Bei den im Dezember durchgeführten Umfragen erreichte die FPÖ 35 bis 37 Prozent. Damit liegen die Freiheitlichen leicht über ihren bisherigen Rekordwerten von bis zu 35 Prozent aus Ende 2016. Am meisten waren es zuletzt beim Institut IFDD, das am 17. und 18. Dezember 1.250 Österreicherinnen und Österreicher nach ihrer Wahlabsicht befragte. Bei Unique Research und Market lagen die Freiheitlichen bei 35 Prozent, bei der Lazarsfeld Gesellschaft bei 36 Prozent.
Umgekehrt erreichte die ÖVP im Dezember nur 20 bis 22 Prozent, die SPÖ 19 bis 21 Prozent. Die Grünen liegen seit der Wahl bei stabilen sieben bis acht Prozent. Vergleichsweise positiv entwickelten sich die Umfragewerte der NEOS. Die Pinken erreichten im Dezember zehn bis zwölf Prozent - lagen also leicht über ihrem Wahlergebnis von 9,1 Prozent. Seit Mitte November hatten die NEOS gemeinsam mit ÖVP und SPÖ über die Bildung einer Dreier-Koalition verhandelt. Am Freitag ließen sie die Gespräche platzen.

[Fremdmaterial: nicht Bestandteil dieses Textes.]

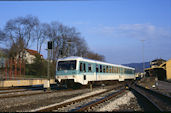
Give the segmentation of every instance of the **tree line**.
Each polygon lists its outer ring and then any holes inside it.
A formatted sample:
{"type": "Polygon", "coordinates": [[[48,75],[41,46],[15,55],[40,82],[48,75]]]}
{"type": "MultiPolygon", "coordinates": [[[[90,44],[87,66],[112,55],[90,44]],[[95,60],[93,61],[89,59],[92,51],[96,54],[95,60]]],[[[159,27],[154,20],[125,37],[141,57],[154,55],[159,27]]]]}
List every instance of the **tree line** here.
{"type": "Polygon", "coordinates": [[[0,28],[0,43],[5,42],[9,58],[14,58],[26,48],[29,49],[33,43],[36,44],[38,53],[41,53],[42,45],[47,41],[53,41],[52,65],[54,66],[58,58],[68,56],[105,60],[103,55],[88,49],[86,41],[75,27],[57,21],[42,23],[38,17],[27,15],[10,19],[4,28],[0,28]]]}

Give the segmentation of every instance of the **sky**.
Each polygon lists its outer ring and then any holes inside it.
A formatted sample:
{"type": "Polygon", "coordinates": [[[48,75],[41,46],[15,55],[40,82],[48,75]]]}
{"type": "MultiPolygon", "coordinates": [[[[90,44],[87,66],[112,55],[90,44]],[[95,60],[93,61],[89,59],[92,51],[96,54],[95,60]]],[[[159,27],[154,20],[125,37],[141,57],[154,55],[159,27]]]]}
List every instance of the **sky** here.
{"type": "Polygon", "coordinates": [[[171,59],[171,0],[0,1],[0,14],[1,29],[27,15],[75,27],[109,63],[140,63],[143,55],[144,61],[171,59]]]}

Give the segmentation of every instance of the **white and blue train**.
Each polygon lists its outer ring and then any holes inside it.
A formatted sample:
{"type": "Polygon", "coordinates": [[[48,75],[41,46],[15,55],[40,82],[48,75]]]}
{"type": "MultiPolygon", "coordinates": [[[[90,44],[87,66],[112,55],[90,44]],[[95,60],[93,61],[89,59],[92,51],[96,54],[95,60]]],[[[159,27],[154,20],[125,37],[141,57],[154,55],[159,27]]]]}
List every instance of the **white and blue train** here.
{"type": "Polygon", "coordinates": [[[92,81],[135,80],[135,69],[82,57],[66,57],[57,62],[56,80],[73,80],[82,85],[92,81]]]}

Rückblick auf Regierungsgespräche bisher
Chronologie der Koalitionsverhandlungen
Mehr als drei Monate sind seit der Nationalratswahl vergangen, eine neue Regierung ist trotz intensiver Verhandlungen aber noch nicht in Sicht. Ganz im Gegenteil, der Ausstieg der NEOS aus den Koalitionsverhandlungen macht die ganze Sache noch komplizierter. Im Folgenden eine Chronologie der Ereignisse bisher:
29.9. Nationalratswahl: Die FPÖ wird erstmals stärkste Partei im Parlament. Sie erreicht 28,8 Prozent der Stimmen (57 Mandate), die ÖVP 26,3 (51), die SPÖ 21,1 (41), die NEOS 9,1 (18) und die Grünen 8,2 Prozent (16). Als Zweier-Koalitionen kommen nur FPÖ-ÖVP, FPÖ-SPÖ sowie - mit äußerst knapper Mehrheit - ÖVP-SPÖ in Frage.
1.10. ÖVP-Chef und Bundeskanzler Karl Nehammer spricht sich dafür aus, dass FPÖ-Obmann Herbert Kickl von Bundespräsident Alexander Van der Bellen mit Sondierungen beauftragt wird.
2.10. Die türkis-grüne Regierung bietet dem Bundespräsidenten den Rücktritt an, er betraut sie mit der Fortführung der Geschäfte. Einzig Kunst- und Kulturstaatssekretärin Andrea Mayer (Grüne) gibt ihren Posten auf eigenen Wunsch bereits ab.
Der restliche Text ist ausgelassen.